Note that pooling is very rarely a benefit on its own; at best, it is better than the alternatives (such as unbounded thread creation.) Used objects are usually worse than new objects, since they might have leftover state from previous use (such as orphaned ThreadLocal values.)

Neither of these considerations apply to virtual threads.

It is possible, however, that code running in a virtual thread may require the use of a finite resource, such as a database connection. In these cases, you want to manage the consumption of those resources, such as pooling the connections, or using a semaphore to limit how many of a certain kind of task can run at once. But none of these considerations argue for pooling virtual threads.

2
Basil Bourque On

tl;dr

The reason to choose a platform thread over a virtual thread is not how long-lived the task but rather (a) if the task does little blocking or (b) if the task has long-running code that is synchronized. Otherwise, virtual threads are preferred.

Details

I suspect you are overthinking things. The situation is not really that complicated.

In Java 21 and later…

Define any task you want to run as a Runnable or a Callable.

Pass that task to an Executor instance via its execute method if you don’t care whether it runs concurrently or not.

If you definitely want that task to run concurrently, pass to an ExecutorService via the submit or invoke… methods.

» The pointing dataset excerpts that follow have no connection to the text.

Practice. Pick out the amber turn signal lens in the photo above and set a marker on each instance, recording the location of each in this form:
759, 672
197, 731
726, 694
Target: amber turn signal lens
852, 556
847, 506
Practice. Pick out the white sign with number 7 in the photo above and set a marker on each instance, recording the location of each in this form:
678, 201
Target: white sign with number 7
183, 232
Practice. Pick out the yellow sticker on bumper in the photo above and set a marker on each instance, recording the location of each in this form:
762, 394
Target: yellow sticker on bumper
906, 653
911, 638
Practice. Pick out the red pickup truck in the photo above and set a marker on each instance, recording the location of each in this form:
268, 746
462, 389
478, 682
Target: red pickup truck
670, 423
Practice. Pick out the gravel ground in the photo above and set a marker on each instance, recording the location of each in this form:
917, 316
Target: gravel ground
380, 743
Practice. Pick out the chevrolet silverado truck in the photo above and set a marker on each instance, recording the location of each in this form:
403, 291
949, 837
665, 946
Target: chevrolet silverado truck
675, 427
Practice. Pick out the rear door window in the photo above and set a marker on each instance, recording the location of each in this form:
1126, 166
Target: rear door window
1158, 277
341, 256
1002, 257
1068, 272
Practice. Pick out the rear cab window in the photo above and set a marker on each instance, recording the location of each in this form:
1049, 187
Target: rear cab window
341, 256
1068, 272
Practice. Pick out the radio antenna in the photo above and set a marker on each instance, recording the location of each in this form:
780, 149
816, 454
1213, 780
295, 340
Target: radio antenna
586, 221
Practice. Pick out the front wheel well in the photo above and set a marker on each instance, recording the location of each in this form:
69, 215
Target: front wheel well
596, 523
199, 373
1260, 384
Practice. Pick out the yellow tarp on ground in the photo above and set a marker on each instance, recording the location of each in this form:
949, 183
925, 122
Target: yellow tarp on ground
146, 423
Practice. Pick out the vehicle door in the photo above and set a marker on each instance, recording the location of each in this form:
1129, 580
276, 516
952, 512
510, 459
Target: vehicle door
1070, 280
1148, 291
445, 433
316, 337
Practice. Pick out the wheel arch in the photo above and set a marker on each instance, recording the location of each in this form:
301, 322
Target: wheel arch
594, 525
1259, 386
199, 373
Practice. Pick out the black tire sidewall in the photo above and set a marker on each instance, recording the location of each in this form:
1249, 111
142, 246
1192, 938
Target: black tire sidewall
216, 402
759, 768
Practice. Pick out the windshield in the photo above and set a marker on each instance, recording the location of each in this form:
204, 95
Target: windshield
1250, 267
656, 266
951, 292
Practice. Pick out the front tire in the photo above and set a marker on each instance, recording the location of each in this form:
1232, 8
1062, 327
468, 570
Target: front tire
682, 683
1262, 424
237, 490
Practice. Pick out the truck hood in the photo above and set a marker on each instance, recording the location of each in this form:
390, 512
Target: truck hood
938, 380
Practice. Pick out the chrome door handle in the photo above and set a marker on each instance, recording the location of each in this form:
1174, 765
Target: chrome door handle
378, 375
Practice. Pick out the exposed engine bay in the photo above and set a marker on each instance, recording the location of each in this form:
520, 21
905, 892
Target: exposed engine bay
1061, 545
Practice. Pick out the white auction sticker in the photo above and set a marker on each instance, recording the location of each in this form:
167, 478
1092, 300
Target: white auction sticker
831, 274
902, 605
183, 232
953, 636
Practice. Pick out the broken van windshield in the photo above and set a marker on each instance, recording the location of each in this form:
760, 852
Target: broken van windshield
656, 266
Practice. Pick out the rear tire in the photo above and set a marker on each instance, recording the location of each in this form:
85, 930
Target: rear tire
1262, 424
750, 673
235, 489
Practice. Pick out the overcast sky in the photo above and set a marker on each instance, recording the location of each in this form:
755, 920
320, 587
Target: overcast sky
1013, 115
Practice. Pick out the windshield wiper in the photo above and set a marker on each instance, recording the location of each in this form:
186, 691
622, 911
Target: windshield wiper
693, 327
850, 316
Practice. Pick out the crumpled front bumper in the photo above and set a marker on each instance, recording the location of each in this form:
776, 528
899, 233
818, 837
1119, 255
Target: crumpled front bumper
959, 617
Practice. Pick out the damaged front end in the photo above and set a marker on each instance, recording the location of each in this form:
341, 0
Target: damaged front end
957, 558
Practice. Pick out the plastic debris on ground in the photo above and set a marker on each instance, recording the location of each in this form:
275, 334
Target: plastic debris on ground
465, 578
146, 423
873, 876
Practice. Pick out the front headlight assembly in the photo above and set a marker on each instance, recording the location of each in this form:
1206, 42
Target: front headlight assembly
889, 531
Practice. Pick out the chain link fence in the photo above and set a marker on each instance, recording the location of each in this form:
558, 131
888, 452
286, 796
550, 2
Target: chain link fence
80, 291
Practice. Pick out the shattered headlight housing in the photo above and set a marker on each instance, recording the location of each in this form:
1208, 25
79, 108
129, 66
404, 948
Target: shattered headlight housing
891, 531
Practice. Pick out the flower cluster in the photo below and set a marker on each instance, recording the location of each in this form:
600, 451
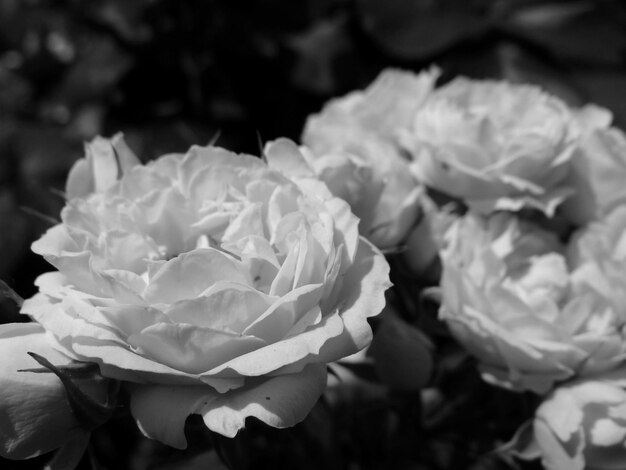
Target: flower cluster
222, 285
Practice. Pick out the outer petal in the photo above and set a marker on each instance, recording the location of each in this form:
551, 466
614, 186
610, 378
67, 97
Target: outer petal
363, 296
281, 402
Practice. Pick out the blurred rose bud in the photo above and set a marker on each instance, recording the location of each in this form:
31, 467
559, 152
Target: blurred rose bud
352, 146
582, 425
599, 172
511, 300
37, 416
402, 354
497, 145
105, 162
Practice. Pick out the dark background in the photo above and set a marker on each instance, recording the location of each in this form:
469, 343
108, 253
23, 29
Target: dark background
170, 74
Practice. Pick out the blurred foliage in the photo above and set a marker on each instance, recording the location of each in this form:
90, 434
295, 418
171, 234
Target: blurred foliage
174, 73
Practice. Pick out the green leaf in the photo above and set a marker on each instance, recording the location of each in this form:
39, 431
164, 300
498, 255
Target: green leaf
89, 413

If that task involves blocking, use an executor service that assigns one fresh new virtual thread to each task. “Fresh” means a new, clean, minimal stack, and no pre-existing ThreadLocal objects. “Blocking” means waiting on something so that the thread cannot do any further work; basically any I/O such as logging, file reading/writing, calls to a database, and network traffic. Virtual threads are extremely “cheap”, meaning fast to create, efficient with memory, and efficient with CPU.

In other words, virtual threads are like facial tissues: Whenever needed, grab a fresh new one, use it, and dispose.

If your task involves long-running code marked synchronized, either replace the use of synchronized with a ReentrantLock or else run it with a platform thread as described next.

If your task (a) does not involve blocking (is CPU-bound such as video encoding), or (b) calls native code (JNI or JEP 454), then do not use a virtual thread. Submit such tasks to an executor service backed by a platform thread(s). If concerned about overburdening your computer, use an executor service backed by a pool of a limited number of threads.

Platform threads are “expensive”. So virtual threads are preferred, given your task meets the conditions described above. A task in a virtual thread may run briefly or for a long-time, even the entire duration of your app.

When using pooled threads, be careful to clear out your ThreadLocal objects to avoid inadvertent use by successive tasks in that thread.

Always shutdown an executor service before ending your app. Otherwise the backing threads may run indefinitely, like zombies ‍♂️. Either use try-with-resources syntax to auto-close, or use boilerplate code given in the ExecutorService Javadoc.

FYI, virtual threads actually run your task on a platform thread in a pool automatically managed by the JVM.